It’s hard to believe that Thanksgiving Day is next week, which also means that Christmas is right around the corner. The holiday season is upon us! In celebrating Thanksgiving, many people start sharing the things they are thankful at the beginning of the month. One thing that most of us can agree to be thankful for is the progress that has been made with the COVID-19 pandemic. The efforts that have gone into rapid testing and vaccine development, by medical expert reporting, have contributed to the positive progress toward somewhat normal living and going about our daily lives.
Two years ago, many of us were celebrating Thanksgiving alone or with just a few family members within our immediate family household. Last year, we dipped our toes into the sea of normalcy. The phrase ‘attitude of gratitude’ comes to mind as we prepare to gather with family and friends next week. There have been numerous research studies done on the benefits of gratitude and how it has a positive impact on our lives. The Georgia Department of Public Health sites a University of California at Berkley and a Harvard Health study in the article titled Give Thanks on Thanksgiving, which was published in 2018.

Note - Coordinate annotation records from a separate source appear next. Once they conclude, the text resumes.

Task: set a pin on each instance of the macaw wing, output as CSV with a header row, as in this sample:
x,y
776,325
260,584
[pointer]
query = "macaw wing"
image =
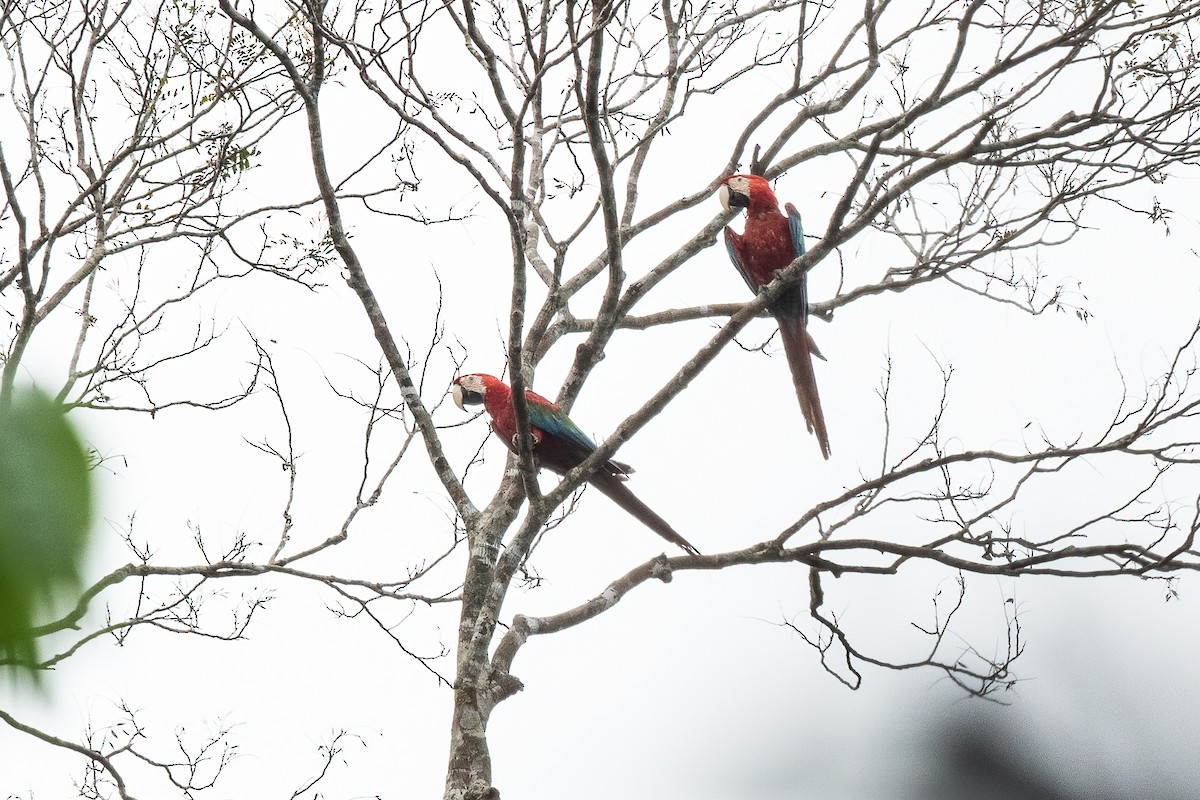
x,y
731,246
795,300
552,421
797,228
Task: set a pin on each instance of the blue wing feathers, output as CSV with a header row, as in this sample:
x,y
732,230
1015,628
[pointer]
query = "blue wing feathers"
x,y
556,423
797,228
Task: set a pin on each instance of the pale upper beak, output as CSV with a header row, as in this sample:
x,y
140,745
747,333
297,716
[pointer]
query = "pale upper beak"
x,y
465,396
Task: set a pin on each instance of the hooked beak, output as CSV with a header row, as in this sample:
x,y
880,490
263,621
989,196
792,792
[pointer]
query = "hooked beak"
x,y
731,200
465,397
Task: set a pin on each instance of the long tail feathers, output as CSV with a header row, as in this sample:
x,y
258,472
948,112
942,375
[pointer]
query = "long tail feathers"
x,y
798,347
621,494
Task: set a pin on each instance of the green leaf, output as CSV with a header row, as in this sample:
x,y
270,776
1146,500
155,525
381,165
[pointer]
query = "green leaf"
x,y
45,517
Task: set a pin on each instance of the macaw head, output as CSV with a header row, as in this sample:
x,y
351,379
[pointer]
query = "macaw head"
x,y
471,390
747,192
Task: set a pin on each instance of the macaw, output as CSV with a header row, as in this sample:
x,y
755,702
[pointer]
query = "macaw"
x,y
769,242
558,444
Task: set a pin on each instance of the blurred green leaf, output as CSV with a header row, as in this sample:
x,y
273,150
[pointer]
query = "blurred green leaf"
x,y
45,517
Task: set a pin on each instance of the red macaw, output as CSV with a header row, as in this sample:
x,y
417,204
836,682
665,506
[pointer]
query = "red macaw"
x,y
558,444
769,242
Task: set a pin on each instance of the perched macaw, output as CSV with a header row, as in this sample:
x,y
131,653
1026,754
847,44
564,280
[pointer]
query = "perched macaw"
x,y
558,444
769,242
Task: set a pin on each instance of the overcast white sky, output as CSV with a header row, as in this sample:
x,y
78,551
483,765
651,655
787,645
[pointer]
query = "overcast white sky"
x,y
689,690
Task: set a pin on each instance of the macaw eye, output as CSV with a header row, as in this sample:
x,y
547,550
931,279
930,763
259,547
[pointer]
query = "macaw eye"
x,y
465,397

“Gratitude forces us to focus on things and people outside of ourselves that make us happy right now, not things we only hope for. According to the University of California at Berkeley, writing a letter of gratitude to someone, for example, whether you send it or not, makes us happier and less depressed, not only momentarily, but over an extended period of time. It’s believed that this one act helps you become more thankful in your daily life, so you look for ways to be grateful, rather than the opposite. This makes you more satisfied and happier, longer.”